When local children are drawing a home-themed picture, they instinctively give the paper a quarter turn into the vertical position. Clear up at the tippy top of the page, they draw a jagged line to represent the peaks of the mountains that form the backdrop of their world. Peeking from behind a mountain or two is an enormous, deliriously happy sun. Clear down at the bottom of the sheet of paper, is the calm blue water of Lake Chapala filled with dozens of carefully drawn fish and a row boat of fishermen and nets. Between the mountains and the lake, just as in the perspective of their real life are the tall narrow houses, a church with a cross on top, a few trees and maybe a horse or burro or two.
Admittedly it’s a strange and new perspective – to us. Yet, the drawings of both sets of children represent what they know. One isn’t right, the other isn’t wrong. They just are.

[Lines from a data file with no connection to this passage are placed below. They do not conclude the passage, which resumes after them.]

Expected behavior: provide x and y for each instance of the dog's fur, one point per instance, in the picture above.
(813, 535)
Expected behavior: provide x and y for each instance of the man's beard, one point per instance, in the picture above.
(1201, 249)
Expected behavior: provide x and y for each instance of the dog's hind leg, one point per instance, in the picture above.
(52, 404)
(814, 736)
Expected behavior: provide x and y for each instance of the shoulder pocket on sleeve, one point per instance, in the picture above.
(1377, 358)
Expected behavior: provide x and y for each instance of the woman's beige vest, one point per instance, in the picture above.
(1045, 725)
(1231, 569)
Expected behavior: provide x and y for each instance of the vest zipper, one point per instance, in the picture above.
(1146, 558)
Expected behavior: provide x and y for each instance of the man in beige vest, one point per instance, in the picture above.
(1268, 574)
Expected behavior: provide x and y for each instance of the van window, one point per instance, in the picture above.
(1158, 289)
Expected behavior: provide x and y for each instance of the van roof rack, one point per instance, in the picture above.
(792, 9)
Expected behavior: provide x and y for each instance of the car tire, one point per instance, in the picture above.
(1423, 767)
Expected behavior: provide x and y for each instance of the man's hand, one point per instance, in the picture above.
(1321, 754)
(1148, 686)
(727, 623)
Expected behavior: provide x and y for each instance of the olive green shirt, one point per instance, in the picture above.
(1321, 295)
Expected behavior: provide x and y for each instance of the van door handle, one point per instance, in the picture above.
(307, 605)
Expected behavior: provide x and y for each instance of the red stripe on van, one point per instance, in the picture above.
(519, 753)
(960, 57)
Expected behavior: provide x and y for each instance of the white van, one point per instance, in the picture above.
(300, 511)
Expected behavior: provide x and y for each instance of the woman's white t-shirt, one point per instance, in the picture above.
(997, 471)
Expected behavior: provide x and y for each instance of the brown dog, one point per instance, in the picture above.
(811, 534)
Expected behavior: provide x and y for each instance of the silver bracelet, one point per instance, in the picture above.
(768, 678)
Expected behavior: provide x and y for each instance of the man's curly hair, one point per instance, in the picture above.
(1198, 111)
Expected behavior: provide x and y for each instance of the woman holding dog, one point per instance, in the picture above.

It seems that perhaps these drawings, filled with what kids know, are good examples of many of the cultural differences we notice. The way of those born here isn’t necessarily totally right; the way of those who chose to live here isn’t always completely wrong. They both just are, and are as similar as a quick turn of a sheet of paper in order to have room for tall, broccoli-green mountains and the giant sun, or the wide, wide expanse of the land and sky.
Out of the mouths of babes, indeed. Maybe we need to spend less time complaining and more time talking to the small set. It seems as if children everywhere have truths to share and that they are telling us is that we are more alike than we are different, if we’ll just stop and take time to understand their perspective.